黒ひげは、父親の懇願に押されてやむを得ずにとどめを刺した。
この国の法律では、肉親殺しは弁明の余地も与えられることなく死刑となる。
民衆は、黒ひげが父親を献身的に看病していたことをよく知っており、
形の減免を請願したのだが、司法長は取り合わずに死刑を宣告した。
そして公開処刑の日。この国の処刑方法は銃殺である。
唯一の執行人である男が銃を構え、いつものように「あの黒ひげを一発で仕留めてやる」と笑いながら発砲した。
しかし、その銃弾は明後日の方向に飛んで行く。
「おや、今日は調子が悪いようだ。銃には一発しか弾が込められていないから、執行は明日に延期してくれ」
と言って立ち去る男。
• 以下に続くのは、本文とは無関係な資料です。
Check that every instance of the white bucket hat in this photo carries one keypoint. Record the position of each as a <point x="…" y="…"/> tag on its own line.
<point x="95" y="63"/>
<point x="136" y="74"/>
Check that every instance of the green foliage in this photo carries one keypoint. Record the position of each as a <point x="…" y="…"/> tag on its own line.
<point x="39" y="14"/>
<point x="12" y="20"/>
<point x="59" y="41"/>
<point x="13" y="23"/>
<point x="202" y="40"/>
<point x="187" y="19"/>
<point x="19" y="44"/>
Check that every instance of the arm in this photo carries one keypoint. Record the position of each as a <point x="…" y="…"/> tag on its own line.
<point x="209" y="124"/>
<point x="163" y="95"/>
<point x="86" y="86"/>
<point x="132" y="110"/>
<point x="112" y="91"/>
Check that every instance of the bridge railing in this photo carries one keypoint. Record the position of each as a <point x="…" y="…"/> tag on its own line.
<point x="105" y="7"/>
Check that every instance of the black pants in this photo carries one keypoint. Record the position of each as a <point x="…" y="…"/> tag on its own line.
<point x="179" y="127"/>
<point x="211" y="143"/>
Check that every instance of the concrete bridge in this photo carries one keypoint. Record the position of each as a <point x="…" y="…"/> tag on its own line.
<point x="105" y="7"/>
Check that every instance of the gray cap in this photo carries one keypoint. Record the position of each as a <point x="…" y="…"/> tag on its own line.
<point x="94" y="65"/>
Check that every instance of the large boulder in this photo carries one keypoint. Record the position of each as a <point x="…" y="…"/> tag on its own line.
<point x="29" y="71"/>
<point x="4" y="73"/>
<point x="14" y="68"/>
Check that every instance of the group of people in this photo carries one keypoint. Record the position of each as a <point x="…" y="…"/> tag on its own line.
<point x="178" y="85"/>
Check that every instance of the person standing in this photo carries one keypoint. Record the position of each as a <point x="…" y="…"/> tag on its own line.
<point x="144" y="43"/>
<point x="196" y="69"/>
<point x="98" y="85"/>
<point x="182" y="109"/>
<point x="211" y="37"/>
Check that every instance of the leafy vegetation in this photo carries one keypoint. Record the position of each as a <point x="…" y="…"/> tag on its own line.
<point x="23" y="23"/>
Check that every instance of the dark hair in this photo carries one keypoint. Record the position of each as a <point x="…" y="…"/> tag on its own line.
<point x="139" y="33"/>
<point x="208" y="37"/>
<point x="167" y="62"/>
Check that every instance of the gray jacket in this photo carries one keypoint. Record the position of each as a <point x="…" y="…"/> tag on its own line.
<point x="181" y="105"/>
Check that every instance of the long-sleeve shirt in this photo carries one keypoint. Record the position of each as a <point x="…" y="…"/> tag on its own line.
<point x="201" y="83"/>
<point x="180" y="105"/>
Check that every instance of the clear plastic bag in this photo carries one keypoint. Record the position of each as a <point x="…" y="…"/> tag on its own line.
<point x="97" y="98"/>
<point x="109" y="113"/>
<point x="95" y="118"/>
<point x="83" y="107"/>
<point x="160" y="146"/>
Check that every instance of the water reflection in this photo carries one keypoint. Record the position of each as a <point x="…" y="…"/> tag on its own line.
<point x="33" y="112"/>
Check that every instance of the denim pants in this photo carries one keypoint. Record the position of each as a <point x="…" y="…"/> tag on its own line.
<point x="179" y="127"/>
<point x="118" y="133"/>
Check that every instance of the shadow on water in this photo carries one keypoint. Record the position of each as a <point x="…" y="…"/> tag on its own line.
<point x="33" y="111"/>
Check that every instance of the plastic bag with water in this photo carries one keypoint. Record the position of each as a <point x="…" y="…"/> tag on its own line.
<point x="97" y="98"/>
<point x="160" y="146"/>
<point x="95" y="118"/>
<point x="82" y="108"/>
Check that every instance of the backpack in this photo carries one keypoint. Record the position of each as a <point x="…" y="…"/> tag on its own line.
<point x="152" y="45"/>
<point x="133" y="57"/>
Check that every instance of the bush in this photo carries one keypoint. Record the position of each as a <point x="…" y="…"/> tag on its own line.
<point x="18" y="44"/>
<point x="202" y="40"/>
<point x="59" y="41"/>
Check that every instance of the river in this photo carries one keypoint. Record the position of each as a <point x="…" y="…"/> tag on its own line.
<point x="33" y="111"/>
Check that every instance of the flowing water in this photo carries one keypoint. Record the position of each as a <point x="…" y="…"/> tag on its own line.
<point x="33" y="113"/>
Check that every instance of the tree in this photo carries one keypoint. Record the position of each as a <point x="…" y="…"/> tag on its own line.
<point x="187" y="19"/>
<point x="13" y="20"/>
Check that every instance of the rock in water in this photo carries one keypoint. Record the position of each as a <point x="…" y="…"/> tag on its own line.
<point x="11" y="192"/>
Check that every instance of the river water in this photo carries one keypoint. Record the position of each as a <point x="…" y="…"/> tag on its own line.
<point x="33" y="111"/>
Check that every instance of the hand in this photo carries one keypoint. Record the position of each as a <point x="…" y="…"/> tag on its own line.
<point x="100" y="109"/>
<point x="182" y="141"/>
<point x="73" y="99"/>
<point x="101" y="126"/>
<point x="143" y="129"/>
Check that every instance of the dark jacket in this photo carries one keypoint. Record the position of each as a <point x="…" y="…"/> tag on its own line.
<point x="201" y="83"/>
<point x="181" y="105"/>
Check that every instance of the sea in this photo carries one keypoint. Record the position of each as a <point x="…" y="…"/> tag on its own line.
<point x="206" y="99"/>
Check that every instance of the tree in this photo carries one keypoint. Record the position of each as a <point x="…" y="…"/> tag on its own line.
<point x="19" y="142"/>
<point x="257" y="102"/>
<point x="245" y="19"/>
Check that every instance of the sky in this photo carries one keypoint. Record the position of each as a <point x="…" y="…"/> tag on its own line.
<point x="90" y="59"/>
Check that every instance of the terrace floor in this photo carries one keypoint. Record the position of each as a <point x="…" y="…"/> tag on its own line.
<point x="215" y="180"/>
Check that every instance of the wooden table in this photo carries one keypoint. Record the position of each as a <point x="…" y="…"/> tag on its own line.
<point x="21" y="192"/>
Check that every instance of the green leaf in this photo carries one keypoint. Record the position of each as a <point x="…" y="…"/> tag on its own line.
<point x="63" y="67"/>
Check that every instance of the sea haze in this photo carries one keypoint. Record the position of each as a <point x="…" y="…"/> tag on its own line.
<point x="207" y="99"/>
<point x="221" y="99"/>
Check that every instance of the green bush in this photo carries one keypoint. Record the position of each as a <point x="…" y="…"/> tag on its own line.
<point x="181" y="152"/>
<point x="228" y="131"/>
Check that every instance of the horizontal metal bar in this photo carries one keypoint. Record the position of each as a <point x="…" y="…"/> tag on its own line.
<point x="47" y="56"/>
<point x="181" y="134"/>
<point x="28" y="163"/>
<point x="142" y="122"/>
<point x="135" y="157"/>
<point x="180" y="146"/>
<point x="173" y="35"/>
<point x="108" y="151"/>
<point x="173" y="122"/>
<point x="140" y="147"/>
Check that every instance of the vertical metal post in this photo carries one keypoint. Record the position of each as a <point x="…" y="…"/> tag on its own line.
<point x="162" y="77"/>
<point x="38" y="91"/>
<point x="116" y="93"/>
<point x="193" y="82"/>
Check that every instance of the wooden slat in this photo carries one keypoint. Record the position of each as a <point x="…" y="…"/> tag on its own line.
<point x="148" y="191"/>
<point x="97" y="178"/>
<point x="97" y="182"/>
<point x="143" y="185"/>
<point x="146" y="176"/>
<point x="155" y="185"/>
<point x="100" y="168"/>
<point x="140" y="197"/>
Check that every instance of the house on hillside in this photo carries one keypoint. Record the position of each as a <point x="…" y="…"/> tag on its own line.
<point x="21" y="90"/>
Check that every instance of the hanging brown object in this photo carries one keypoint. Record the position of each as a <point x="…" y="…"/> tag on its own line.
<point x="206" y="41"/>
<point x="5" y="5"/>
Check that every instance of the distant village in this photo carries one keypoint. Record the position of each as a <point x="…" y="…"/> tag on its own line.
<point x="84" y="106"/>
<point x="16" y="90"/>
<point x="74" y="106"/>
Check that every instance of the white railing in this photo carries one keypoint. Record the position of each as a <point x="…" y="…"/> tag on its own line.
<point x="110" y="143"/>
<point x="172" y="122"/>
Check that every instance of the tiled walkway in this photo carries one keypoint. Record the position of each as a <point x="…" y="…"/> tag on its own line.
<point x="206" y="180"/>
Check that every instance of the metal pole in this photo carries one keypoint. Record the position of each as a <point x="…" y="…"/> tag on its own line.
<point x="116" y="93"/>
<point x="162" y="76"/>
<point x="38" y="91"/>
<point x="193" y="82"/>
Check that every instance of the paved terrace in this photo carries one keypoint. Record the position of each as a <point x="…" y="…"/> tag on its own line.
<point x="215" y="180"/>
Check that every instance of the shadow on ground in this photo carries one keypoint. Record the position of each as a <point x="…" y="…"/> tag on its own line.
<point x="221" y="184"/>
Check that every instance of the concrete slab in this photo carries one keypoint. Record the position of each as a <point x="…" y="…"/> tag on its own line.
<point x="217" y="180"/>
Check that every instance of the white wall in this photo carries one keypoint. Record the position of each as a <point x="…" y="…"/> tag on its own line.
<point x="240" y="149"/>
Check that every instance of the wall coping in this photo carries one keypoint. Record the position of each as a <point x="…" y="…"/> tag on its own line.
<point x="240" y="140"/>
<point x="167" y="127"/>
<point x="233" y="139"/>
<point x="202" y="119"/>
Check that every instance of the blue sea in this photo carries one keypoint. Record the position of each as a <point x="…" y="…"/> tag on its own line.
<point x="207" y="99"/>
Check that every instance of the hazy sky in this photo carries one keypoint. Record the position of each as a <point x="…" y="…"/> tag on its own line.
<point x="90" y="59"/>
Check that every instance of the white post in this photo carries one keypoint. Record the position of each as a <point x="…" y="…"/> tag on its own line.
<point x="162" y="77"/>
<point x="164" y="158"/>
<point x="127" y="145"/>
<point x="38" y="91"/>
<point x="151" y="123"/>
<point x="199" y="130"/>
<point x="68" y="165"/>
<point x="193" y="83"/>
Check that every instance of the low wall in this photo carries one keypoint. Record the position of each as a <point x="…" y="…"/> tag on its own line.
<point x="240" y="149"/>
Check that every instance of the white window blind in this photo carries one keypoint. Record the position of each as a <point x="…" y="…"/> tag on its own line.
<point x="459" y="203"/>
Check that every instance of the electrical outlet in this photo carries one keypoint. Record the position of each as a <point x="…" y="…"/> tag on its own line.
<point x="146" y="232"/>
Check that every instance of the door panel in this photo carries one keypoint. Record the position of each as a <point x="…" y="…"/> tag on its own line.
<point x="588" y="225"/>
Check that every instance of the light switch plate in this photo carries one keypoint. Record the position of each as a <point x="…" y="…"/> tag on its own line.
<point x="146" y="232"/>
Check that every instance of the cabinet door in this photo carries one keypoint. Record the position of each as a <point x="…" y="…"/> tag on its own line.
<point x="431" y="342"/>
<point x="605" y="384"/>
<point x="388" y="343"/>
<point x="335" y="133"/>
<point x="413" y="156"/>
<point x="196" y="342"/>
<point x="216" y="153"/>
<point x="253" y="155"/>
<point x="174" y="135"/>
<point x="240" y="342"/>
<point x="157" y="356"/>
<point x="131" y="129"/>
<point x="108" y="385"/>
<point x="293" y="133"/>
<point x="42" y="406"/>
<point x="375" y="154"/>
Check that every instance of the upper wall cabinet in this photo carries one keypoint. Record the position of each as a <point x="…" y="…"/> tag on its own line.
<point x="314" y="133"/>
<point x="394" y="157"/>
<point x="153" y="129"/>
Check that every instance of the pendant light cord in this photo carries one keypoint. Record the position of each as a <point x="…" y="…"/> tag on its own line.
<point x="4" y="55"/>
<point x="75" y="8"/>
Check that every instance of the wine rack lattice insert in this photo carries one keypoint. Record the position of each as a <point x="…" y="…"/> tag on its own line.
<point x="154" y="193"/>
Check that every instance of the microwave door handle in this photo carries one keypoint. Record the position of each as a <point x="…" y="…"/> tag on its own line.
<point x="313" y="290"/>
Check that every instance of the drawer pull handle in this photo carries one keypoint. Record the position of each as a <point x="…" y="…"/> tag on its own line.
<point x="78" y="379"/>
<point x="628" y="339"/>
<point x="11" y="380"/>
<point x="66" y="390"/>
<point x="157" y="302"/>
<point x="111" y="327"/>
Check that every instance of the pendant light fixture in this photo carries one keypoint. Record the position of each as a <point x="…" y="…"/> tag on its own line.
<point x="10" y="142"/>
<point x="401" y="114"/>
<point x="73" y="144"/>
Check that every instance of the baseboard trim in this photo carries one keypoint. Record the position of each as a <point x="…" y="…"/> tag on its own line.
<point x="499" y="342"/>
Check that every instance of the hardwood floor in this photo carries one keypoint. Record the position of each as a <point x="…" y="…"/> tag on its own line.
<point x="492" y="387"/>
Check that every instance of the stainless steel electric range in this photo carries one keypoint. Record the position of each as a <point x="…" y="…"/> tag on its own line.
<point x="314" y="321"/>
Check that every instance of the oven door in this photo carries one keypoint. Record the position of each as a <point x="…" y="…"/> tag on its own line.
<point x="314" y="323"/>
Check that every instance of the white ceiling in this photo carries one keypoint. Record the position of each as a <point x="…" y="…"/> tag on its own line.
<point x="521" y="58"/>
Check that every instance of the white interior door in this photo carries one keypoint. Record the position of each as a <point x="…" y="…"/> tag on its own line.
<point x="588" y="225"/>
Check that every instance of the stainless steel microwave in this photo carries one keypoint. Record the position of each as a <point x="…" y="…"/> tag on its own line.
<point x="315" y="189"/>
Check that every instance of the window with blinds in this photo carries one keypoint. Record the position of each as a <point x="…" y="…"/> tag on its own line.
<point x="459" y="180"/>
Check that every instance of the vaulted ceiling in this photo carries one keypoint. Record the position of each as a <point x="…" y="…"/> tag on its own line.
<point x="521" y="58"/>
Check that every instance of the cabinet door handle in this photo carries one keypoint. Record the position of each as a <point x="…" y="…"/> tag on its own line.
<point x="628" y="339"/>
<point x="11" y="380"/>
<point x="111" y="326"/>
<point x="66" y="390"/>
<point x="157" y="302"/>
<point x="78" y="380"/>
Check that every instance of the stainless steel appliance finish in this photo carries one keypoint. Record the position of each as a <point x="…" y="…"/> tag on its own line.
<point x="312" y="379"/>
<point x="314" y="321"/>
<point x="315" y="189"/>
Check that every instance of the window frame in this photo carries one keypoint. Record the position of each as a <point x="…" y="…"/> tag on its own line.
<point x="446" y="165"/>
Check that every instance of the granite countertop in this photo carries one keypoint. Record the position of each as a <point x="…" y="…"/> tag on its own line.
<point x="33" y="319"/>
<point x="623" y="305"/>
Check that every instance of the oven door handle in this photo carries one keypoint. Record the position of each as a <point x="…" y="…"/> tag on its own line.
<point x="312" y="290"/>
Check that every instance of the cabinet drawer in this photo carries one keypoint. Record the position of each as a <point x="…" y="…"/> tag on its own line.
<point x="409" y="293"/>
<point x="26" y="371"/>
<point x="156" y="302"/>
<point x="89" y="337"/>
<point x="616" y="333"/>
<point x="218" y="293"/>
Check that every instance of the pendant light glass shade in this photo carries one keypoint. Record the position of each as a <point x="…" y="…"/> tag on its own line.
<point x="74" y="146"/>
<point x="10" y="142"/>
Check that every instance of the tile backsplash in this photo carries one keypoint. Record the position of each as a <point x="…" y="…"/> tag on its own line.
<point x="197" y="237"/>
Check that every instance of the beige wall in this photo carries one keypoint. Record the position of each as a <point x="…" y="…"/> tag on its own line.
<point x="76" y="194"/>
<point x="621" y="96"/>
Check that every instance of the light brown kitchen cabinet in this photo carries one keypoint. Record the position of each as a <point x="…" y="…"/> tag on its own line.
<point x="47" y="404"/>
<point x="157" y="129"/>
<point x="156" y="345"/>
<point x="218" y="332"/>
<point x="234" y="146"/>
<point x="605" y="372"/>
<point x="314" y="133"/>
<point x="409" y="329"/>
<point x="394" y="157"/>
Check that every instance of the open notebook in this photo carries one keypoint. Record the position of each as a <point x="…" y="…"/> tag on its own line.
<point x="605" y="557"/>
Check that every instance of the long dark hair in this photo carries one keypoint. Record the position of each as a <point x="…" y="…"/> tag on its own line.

男の腕は確かなものであり、動いていない標的を仕留め損ねるなどあり得ない。
民衆は唖然としながら男の後ろ姿を見送った。
次の日も、そのまた次の日も死刑は執行されようとしたが、男の銃弾は当たらない。
10日目になって、しびれを切らした司法長が男を問い詰めた。
「貴様、いったいどういうつもりなのだ!?」
男は待ってましたとばかりに返答した。
「司法長よ、確かに実の親を殺すことは許されてはならないことかもしれない。
しかし、あなたは黒ひげの事情を汲んだのか?民衆の声を聴いているか?
黒ひげは何も父親が憎くて殺したのではない。父親を苦しみから救いたくて殺したのだ。
そんな黒ひげを『法律がそうなっているから』という理由で殺すのは果たして正義なのか?
『そのような法律が間違っている』のではないか?」
司法長にとって、男の発言は衝撃的なものだった。
法律は絶対のものであるというのがこの国の常識であり、
「法律が間違っている」などという考えには思いもよらなかったから。
司法長は、「肉親殺しは有無を言わさず死刑」という法律の妥当性を検討することにした。
そして数ヶ月後。
黒ひげは、いつものように牛乳を売り歩いていた。
彼の死刑は免除されたのである。
父親を殺したことに悩む日も多いものの、
周りの人に支えられ、笑顔を見せる日も増えてきている。
あの後、司法長は法律の改正を国王に上申した。
国王も、「法律は絶対」という先入観を打ち砕く司法長の発言に辟易したが、
司法長の丁寧な説得により、「肉親殺しは有無を言わさず死刑」の法律を削除し、
肉親殺しの場合でも正当な裁判を受けられるようにした。
その裁判の結果、黒ひげの情状酌量が認められたのである。
「法律を変える」という前例なき挑戦を行なった司法長、
そしてその切っ掛けを作った執行人の男は、
国の英雄として後世に語り継がれていくことだろう。
参考:
森鴎外『高瀬舟』
最大判昭48.4.4(尊属殺重罰規定違憲判決)
※ショッキングな事件なので検索注意です。